= Annie Coker =

African-American lawyer

Annie Coker (née Stephens) was California's first African-American female lawyer. Coker entering government service for the State of California in 1939, she was responsible for compiling all of the state codes, indexing all bills pending before the California legislature and rendering legal opinions.

== Early life ==
Born under the name of Annie Virginia Stephens on April 7, 1903, to William Morris (d. 1932) and Pauline Logan Stephens (d. 1929) in Oakland, California. Her family ran Stephens’ Restaurant, an Oakland establishment off 14th Street near Lake Merritt and one of the first Black-owned businesses in the area.
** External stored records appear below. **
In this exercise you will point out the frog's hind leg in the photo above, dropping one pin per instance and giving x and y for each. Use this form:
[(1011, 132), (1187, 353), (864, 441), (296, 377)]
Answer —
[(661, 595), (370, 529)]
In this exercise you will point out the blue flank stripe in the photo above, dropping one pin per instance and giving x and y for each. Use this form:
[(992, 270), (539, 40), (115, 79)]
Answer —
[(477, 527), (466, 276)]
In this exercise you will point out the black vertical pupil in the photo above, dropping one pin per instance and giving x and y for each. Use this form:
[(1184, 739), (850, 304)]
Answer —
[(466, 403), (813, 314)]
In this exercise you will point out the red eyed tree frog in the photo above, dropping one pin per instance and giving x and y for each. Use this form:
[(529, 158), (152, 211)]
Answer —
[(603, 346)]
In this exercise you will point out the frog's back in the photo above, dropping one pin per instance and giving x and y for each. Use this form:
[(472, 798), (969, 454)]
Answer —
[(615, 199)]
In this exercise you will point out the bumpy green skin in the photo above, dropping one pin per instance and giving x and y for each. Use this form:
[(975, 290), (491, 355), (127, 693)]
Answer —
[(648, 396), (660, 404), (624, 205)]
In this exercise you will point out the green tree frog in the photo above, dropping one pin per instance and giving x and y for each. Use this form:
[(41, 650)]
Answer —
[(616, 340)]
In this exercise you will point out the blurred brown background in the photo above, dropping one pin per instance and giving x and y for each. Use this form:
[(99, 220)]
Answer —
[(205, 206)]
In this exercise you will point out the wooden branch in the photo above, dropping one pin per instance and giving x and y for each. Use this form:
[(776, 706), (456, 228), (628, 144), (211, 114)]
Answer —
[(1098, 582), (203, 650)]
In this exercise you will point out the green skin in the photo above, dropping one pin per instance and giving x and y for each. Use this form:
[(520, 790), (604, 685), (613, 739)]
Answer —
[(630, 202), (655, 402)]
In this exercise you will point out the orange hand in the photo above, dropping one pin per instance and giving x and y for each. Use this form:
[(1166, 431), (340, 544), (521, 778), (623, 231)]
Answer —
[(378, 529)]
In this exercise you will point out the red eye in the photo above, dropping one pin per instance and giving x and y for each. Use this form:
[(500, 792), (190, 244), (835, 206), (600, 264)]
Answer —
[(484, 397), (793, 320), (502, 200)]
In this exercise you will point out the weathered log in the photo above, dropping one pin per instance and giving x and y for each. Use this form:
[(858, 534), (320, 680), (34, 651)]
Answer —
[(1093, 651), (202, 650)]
While attending high School, Coker submit the winning nickname, Jewel City, for the Panama–Pacific International Exposition.

== Education ==
She received her Bachelor of Science degree from University of California, Berkeley. As an undergraduate Coker with the help of Ida Louise Jackson, help establish a chapter of Alpha Kappa Alpha, Berkeley's first Black sorority. Under strong encouragement from her father, Coker enrolled in UC Berkeley School of Law. Coker was one of the two female students at her time of enrollment.  She also has the distinction of being the first black woman to graduate from Berkeley School of Law. She graduated in 1929 and was admitted to the State Bar of California.

Coker practiced law for a time in Alexandria, Virginia. By 1939, she returned to California, taking a position at the California Office of Legislative Counsel in Sacramento. She worked there for 25 years until her retirement in 1966.

Coker was married twice. At the Age of 83, Coker died on February 17, 1986, in Sacramento.